The Tigers just completed their 78th Spring Training in Lakeland, a pairing that began 1934 and has only been interrupted by travel restrictions during World War II. The final year of the new agreement would be the Tigers' 100th Spring Training in Lakeland.
"We are thankful and appreciative of the long-standing relationship with the City of Lakeland, Polk County and the State of Florida, that in terms of years, is second to none in all of Major League Baseball," Tigers president and general manager Dave Dombrowski said in a statement.
While the past decade has seen teams come and go from Spring Training facilities, changing cities or even states, the Tigers and Lakeland have become the standard for a successful working relationship.

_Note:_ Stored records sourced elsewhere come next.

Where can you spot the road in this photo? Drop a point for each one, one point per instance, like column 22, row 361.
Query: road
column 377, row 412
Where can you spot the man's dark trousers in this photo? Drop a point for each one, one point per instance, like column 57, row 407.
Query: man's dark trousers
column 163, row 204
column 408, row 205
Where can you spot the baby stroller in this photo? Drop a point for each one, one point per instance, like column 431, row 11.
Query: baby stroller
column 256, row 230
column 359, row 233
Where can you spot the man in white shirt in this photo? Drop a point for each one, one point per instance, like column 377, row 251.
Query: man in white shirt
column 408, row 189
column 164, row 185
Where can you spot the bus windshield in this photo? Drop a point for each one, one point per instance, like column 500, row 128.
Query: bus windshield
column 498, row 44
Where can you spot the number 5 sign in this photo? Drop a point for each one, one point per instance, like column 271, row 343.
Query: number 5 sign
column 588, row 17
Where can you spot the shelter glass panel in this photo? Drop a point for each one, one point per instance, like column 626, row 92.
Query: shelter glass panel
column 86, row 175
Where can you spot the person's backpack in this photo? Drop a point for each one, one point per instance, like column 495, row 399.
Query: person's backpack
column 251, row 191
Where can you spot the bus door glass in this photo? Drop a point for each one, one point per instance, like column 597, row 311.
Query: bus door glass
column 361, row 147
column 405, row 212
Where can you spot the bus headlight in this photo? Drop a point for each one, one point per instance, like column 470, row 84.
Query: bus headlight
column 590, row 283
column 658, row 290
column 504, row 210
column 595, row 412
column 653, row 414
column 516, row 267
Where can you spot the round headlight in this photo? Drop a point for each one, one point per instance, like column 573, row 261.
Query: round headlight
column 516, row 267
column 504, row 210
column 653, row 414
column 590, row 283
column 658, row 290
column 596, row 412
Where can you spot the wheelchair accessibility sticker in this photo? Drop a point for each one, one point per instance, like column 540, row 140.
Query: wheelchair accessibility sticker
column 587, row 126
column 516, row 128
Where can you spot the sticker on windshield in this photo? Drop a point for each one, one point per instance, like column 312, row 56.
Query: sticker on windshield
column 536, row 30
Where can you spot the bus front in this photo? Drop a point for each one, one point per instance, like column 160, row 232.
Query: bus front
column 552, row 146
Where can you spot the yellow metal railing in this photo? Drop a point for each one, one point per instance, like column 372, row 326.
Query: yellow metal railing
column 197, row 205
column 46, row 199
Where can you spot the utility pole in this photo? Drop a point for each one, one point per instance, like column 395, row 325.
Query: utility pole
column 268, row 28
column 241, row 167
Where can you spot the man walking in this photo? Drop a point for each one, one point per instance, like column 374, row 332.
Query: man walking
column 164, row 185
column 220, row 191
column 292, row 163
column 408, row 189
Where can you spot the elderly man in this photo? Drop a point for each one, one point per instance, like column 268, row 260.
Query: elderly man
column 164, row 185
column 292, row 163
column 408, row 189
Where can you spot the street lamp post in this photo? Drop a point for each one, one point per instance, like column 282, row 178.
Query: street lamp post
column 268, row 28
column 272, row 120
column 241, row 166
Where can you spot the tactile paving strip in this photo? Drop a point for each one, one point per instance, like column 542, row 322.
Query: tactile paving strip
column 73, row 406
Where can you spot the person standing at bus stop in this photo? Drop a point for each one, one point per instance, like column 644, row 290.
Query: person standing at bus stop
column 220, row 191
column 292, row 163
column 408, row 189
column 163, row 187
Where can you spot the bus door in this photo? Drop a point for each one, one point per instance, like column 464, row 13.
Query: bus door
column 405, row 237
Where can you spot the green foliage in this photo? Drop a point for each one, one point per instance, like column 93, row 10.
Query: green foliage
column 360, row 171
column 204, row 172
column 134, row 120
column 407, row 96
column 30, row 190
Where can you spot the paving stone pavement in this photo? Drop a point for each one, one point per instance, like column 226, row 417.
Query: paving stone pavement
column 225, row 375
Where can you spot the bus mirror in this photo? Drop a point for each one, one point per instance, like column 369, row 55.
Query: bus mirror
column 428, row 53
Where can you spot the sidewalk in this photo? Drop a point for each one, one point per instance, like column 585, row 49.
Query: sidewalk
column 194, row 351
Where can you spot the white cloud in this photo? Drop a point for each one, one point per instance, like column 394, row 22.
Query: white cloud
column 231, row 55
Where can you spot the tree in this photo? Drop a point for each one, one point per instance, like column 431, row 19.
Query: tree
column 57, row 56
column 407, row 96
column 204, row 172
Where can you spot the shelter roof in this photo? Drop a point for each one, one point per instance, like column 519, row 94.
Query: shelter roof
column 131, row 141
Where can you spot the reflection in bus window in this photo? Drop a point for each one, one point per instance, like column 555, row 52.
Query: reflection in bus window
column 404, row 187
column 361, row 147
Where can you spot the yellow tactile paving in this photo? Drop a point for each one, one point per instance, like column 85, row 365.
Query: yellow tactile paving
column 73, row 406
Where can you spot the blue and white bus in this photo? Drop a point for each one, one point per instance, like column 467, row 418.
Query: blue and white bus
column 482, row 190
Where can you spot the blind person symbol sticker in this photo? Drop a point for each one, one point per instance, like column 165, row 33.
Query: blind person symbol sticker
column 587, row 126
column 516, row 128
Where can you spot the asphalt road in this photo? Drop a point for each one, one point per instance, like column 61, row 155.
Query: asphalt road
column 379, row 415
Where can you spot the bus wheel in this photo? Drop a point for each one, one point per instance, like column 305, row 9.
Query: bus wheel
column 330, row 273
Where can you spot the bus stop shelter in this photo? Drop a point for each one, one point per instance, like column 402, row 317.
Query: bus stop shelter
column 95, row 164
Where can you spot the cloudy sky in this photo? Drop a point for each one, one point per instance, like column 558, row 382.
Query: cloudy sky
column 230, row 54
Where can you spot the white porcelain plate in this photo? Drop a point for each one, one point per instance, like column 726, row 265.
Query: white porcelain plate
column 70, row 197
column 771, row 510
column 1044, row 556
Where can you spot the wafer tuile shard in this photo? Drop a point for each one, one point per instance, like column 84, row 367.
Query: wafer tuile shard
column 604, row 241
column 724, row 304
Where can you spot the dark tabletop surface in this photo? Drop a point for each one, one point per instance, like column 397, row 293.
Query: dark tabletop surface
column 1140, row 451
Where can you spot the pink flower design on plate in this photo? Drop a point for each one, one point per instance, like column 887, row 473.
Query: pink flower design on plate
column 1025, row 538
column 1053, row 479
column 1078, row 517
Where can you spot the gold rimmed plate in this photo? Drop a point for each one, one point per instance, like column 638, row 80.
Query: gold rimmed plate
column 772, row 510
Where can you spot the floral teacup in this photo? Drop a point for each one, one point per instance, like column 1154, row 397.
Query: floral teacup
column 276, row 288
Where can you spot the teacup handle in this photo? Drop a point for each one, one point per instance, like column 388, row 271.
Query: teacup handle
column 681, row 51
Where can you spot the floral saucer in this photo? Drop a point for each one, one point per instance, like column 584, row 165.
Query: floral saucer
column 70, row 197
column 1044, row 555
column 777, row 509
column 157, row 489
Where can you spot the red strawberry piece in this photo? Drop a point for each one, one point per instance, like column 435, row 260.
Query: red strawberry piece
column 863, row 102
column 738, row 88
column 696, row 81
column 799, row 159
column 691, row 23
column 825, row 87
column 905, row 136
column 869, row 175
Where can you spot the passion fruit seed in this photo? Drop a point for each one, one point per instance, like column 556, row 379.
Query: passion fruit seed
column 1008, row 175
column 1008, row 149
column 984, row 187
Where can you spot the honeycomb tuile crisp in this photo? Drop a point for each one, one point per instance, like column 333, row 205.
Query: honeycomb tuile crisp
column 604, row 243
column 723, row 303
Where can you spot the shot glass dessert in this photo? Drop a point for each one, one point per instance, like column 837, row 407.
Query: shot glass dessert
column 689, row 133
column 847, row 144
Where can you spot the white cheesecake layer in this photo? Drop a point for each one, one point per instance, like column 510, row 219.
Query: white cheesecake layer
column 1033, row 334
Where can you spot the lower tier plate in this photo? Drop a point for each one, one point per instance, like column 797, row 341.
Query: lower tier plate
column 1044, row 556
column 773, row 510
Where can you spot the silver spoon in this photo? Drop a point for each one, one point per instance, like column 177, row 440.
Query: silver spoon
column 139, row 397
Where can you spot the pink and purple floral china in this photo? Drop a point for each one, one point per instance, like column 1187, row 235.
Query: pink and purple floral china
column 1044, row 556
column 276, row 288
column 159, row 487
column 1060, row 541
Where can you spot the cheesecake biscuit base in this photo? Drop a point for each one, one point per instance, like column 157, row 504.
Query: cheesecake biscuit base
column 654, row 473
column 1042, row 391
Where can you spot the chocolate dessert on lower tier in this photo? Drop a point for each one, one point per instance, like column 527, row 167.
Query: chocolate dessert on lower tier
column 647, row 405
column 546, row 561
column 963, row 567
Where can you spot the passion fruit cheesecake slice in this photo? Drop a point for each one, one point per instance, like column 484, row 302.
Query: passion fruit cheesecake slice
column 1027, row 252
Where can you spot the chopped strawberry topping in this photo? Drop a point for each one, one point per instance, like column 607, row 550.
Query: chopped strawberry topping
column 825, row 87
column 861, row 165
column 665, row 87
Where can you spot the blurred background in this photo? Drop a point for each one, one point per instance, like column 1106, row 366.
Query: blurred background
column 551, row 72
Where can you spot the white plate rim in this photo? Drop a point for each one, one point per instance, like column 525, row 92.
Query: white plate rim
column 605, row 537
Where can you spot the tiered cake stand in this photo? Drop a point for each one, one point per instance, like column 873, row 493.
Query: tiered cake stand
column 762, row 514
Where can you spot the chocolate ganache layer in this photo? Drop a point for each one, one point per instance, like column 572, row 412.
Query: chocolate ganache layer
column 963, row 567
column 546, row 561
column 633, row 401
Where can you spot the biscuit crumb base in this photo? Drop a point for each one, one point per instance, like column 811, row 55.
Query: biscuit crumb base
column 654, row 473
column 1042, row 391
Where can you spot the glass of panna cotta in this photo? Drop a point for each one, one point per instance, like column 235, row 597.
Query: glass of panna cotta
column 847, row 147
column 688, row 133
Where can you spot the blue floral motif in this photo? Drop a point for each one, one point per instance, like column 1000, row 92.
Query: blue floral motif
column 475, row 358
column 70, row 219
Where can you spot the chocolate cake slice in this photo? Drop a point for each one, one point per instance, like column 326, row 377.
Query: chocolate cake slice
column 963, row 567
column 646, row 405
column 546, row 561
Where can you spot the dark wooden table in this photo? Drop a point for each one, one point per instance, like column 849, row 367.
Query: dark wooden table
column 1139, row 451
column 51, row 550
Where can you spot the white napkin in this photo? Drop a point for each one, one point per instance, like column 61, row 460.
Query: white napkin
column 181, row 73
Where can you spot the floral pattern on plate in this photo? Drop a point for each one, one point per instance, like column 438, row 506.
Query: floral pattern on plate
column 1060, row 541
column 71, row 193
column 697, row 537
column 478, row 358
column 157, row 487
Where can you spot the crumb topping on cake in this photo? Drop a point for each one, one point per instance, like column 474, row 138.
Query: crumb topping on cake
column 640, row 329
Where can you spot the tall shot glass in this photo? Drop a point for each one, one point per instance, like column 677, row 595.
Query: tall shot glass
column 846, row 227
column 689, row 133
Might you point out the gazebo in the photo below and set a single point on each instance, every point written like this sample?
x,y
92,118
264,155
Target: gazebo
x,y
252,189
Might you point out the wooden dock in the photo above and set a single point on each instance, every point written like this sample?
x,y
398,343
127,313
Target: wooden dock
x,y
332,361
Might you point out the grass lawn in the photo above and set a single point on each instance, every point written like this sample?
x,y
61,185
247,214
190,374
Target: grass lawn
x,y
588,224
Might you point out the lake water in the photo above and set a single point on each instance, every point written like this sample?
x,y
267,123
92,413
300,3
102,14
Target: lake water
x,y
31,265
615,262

The Tigers' ability to collaborate with the city on modernizing facilities has been a huge reason for it.
Essentially, the Tigers have made Lakeland their second home; it's not only their Spring Training site, but also serves as the center of their Minor League operations and their main rehab facility.
A 2003 makeover turned Joker Marchant Stadium into a state-of-the-art Spring Training park. The new deal brings about the next phase, including planned improvements that have been in the works for the last couple years.
Among the improvements in the current design proposal:
• Separate Major and Minor League clubhouses would be built.
• Seating areas would be upgraded and realigned to provide more shade from the Florida sun.
• A new concourse would run all the way around the ballpark with concessions and vending areas.
• The press box would be expanded to accommodate the recent increase in media coverage.
• A new artificial surface would be installed in the Minor League complex.
According to the proposed schedule, the upgrades would be ready by January 2017. Funding would come from the State of Florida's Spring Training Retention Program ($1 million per year for 20 years), the Polk County Tourist Development Council (up to $14.56 million), the Tigers themselves ($530,000 per year in rent and a management services fee) and the City of Lakeland ($190,000 per year).
"We believe the extensive enhancements to Tigertown will offer the loyal and passionate fans in Lakeland and the legions of Tigers fans that travel to Florida with a one-of-a-kind Spring Training experience," Dombrowski said in the statement. "Lakeland plays a significant role year-round in the Tigers' baseball operations, and the planned renovations will provide the players with a state-of-the-art development and rehabilitation facility, certain to be amongst the best in all of baseball."